Entschuldigung für meine Ungeduld, brauch aber wirklich *dringend* eure Hilfe .

Ich hol den Thread jetzt nochmal hoch, und frag mal so:
Was denkt ihr, welches Notebook unter 500€, mit einem Display >10", hätte wohl den besten Kompromiss zwischen Preis und Akkulaufzeit?

Ich denk mal, ein Notebook welches ne ordentliche Akkulaufzeit hat, sollte auch nicht zu laut sein (kann ja, dank geringem Stromverbrauch, gar nicht so viel Hitze entwickeln).


----------



## Kadauz (21. April 2009)

Ich denke wenn du Abstriche bei der Ergonomie machen kannst, ist ein 1000H schon seht gut.
Ansonten wirds schwierig, da die Subnotebooks überhaupt nicht zu deinem Preis passen.
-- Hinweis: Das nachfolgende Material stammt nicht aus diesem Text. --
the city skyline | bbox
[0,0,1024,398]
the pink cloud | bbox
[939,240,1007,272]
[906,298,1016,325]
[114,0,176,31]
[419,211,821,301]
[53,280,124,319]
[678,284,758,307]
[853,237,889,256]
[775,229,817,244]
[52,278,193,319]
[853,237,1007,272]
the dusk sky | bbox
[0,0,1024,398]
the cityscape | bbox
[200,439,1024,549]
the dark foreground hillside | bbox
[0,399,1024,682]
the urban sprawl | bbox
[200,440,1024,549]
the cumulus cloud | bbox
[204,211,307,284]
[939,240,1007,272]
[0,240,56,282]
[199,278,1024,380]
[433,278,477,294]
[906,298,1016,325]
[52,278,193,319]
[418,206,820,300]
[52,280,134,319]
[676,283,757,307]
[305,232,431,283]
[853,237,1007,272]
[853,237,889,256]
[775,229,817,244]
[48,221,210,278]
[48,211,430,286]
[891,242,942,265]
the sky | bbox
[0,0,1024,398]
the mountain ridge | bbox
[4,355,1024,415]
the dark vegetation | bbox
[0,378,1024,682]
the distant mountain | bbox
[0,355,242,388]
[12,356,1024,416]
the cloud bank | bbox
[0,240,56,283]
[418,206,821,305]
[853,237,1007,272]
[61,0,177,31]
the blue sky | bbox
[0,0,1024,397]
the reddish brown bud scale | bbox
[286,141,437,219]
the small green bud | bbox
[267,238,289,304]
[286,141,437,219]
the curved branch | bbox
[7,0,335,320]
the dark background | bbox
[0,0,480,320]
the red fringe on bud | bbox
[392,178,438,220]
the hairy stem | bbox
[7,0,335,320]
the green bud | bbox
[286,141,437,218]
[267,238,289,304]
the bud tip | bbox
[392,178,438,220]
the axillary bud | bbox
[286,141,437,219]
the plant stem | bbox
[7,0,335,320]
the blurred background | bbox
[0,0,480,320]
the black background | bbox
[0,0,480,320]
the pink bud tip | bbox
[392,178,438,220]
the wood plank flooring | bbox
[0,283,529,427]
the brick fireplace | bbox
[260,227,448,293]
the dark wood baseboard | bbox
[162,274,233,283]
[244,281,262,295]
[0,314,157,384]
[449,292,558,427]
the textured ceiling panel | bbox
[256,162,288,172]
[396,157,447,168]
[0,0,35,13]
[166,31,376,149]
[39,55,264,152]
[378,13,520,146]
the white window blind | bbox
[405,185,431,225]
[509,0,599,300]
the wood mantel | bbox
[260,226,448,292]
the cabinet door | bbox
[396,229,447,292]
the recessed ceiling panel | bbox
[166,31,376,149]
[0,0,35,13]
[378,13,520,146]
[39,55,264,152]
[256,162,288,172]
Die 14"er sind zwar auch noch relativ günstig, taugen aber in der Regel für nichts. Also Akkulaufzeit und Lautstärke etc iss zum Weglaufen.


----------



## riedochs (21. April 2009)

drucilla schrieb:


> Wusstet ihr, daß Fujitsu Siemens die Akkulaufzeit des U9200 mit 6h angibt? Bei Cyberport ist der damit auch eine Empfehlung in Sachen Akkulaufzeit... Finde ich eigentlich ne ganz schöne Unverschämtheit.
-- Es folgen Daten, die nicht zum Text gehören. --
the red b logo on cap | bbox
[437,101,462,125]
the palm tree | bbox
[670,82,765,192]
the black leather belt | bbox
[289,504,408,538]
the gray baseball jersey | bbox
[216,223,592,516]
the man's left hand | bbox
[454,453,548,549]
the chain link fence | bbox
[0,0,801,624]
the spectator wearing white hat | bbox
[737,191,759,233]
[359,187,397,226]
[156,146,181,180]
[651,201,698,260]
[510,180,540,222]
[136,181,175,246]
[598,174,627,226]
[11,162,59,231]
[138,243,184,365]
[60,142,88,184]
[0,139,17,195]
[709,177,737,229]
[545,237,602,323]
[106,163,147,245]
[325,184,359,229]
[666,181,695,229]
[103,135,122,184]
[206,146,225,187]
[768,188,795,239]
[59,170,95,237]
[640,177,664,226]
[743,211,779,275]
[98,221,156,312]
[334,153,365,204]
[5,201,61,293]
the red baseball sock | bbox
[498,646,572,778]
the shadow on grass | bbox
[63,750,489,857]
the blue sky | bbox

Durchaus realistisch. Mein inzwischen 4,5 Jahre altes FSC Lifebook schafft zwischen 4,5 und 5,5 Stunden beim Arbeiten.

Welcher Akku ist denn bei dem Esprimo verbaut?


----------



## rebel4life (21. April 2009)

@Kadauz:
Dazu sag ich nur T61 oder T400 von Lenovo/IBM, ist aber in Sachen Kosten weit über dem Budget vom TS.


----------



## drucilla (21. April 2009)

@riedochs:
Glaube ich nicht, daß die 6h Akku auch nur annähernd realistisch sind. An vielen Stellen beschwert man sich über gerade die geringe Akkulaufzeit des FSJ Esprimo U9200, z.Bsp. hier:

Fujitsu Siemens ESPRIMO Mobile U9200 Test und Preisvergleich
oder hier:
Tests - FSC Esprimo Mobile U9200 - Unscheinbares Kraftpaket auf notebookjournal.de

Man spricht von so realistischen 2.5h Akkulaufzeit...
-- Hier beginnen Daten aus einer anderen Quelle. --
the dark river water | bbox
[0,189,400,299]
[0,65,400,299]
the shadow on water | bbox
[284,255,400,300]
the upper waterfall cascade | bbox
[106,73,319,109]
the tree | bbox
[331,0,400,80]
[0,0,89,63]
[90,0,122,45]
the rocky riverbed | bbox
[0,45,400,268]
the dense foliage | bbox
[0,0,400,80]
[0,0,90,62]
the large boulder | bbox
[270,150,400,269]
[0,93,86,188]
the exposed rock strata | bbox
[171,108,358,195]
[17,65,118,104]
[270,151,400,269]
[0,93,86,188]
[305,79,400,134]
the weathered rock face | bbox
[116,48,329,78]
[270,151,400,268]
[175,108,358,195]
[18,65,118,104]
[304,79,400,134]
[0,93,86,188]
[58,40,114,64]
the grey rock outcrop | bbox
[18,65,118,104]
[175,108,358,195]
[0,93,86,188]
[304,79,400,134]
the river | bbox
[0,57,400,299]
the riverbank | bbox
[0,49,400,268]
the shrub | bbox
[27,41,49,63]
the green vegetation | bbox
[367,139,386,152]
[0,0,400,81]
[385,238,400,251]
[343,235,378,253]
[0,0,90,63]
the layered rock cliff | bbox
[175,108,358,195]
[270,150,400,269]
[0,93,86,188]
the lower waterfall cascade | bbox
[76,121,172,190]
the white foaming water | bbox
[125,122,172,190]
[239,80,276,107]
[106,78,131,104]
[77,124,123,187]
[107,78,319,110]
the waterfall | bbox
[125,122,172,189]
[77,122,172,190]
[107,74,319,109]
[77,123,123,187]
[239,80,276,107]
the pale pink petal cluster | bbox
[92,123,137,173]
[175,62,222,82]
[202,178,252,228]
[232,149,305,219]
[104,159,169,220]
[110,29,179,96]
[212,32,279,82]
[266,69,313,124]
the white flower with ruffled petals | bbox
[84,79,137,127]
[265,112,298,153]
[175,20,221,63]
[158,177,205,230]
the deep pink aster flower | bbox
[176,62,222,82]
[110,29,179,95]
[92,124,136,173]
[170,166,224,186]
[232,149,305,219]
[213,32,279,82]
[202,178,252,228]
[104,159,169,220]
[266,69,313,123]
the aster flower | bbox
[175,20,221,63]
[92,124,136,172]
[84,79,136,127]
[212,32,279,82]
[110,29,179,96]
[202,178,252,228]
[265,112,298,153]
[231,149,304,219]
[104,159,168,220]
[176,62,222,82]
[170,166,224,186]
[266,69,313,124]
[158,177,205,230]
Also, an ner hohen Akkulaufzeit komm ich nicht vorbei. Bei uns in der Uni sind Steckdosen rar, das Notebook müsste also durchhalten. Allerdings gibts für das M9400 gerade ein Cyberport Aktionsangebot (399€), mit einem zusätzlichen Primärakku.

Ist unschön, kann ja den Zweiakku nicht separat aufladen, muss die Akkus wechseln und beide Akkus mitschleppen, wäre aber ein möglicher Kompromiss (so wie das 1000h ein Kompromiss gegen die Ergonomie wäre). Mit zwei Akkus reicht die Laufzeit.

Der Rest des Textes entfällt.